Watching an octopus change colors is mesmerizing. Many of us have spent an entire dive hypnotized by the flowing colors of an octopus or one of its sister cephalopods.
Octopuses (not octopi) are sometimes called the chameleons of the sea. But, as you’ll read below, a chameleon’s camouflage game is weak compared to that of the mighty octo. In this article, we’ll cover how an octopus changes color and why…but it may leave you with more questions than answers.
Why Does an Octopus Change Color?
Cephalopods (octopuses, squid and cuttlefish) change their appearance to attract a mate, hide, or send a warning message. The notorious blue-ringed octopus flashes iridescent blue brings to warn potential predators to stay away. It’s nature’s version of a “Don’t Touch” sign.
How do they do it?
Cephalopods have something called chromatophores under their skin. Using a combination of pigment, nerves and muscles, the animal manipulates their chromatophores to change their external appearance. According to Wikipedia, chromatophores change based on “neuronal activation.” Once the animal’s brain gives a signal, the color change literally ripples through the animal’s body.

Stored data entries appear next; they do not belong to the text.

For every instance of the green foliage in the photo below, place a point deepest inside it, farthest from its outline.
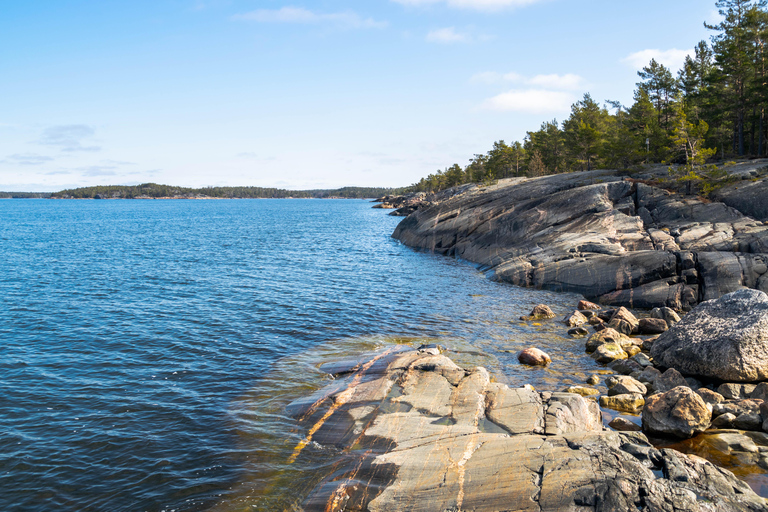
(715, 106)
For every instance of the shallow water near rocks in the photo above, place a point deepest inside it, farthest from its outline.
(150, 347)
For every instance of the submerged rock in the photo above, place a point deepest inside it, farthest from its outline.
(534, 357)
(679, 412)
(624, 425)
(628, 402)
(539, 312)
(607, 335)
(575, 319)
(623, 384)
(609, 352)
(585, 304)
(726, 339)
(485, 447)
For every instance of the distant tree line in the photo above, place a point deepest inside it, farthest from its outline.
(24, 195)
(154, 190)
(715, 106)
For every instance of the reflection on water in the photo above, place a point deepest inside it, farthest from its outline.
(150, 347)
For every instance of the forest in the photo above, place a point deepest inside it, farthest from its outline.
(153, 190)
(711, 109)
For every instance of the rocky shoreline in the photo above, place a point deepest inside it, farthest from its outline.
(418, 432)
(616, 239)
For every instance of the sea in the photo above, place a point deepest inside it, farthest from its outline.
(149, 347)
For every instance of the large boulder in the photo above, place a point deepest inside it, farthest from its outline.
(725, 338)
(679, 412)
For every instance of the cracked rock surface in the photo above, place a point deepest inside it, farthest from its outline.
(597, 233)
(415, 432)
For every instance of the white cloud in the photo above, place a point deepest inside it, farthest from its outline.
(673, 58)
(480, 5)
(448, 35)
(346, 19)
(569, 81)
(532, 101)
(68, 137)
(29, 159)
(566, 82)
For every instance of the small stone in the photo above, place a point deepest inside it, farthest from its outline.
(627, 403)
(624, 425)
(669, 315)
(724, 421)
(649, 375)
(625, 366)
(642, 359)
(735, 391)
(623, 384)
(585, 304)
(679, 412)
(651, 326)
(709, 396)
(582, 390)
(748, 421)
(693, 383)
(574, 319)
(534, 357)
(609, 352)
(578, 332)
(760, 392)
(737, 407)
(539, 312)
(648, 343)
(624, 321)
(607, 335)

Chameleons, on the other hand, change color gradually. It can take up to several minutes for their transformation complete. Maybe we ought to call chameleons jungle octopuses, or dirt squids.

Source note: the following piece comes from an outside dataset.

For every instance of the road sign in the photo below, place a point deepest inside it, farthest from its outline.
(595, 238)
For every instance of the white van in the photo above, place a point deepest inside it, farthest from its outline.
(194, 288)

They Can Do More Than Just Change Color
Changing color is just one way an octopus can transform its appearance. These clever critters can also modify their skin texture to mimic rocks, sand, coral heads, or other landscape elements by altering the papillae on their skin.
A mimic octopus can impersonate the shape of other sea creatures in addition to changing color. Watch the video below to see how the mimic octopus can look like a flat fish, lion fish and sea snake:
Are Octopuses “Colorblind?”
An octopus uses its eyes to determine what color and pattern to mimic, but they lack some of the receptors in their eyes that humans use to see color. Scientists aren’t sure why, but as you may remember from the Open Water course, an object that is red on the surface may appear brown or black at depth. A team of scientists at the University of California Berkeley believe octopuses and other cephalopods may use focus (rather than cones) to determine color rather than seeing the color as humans do.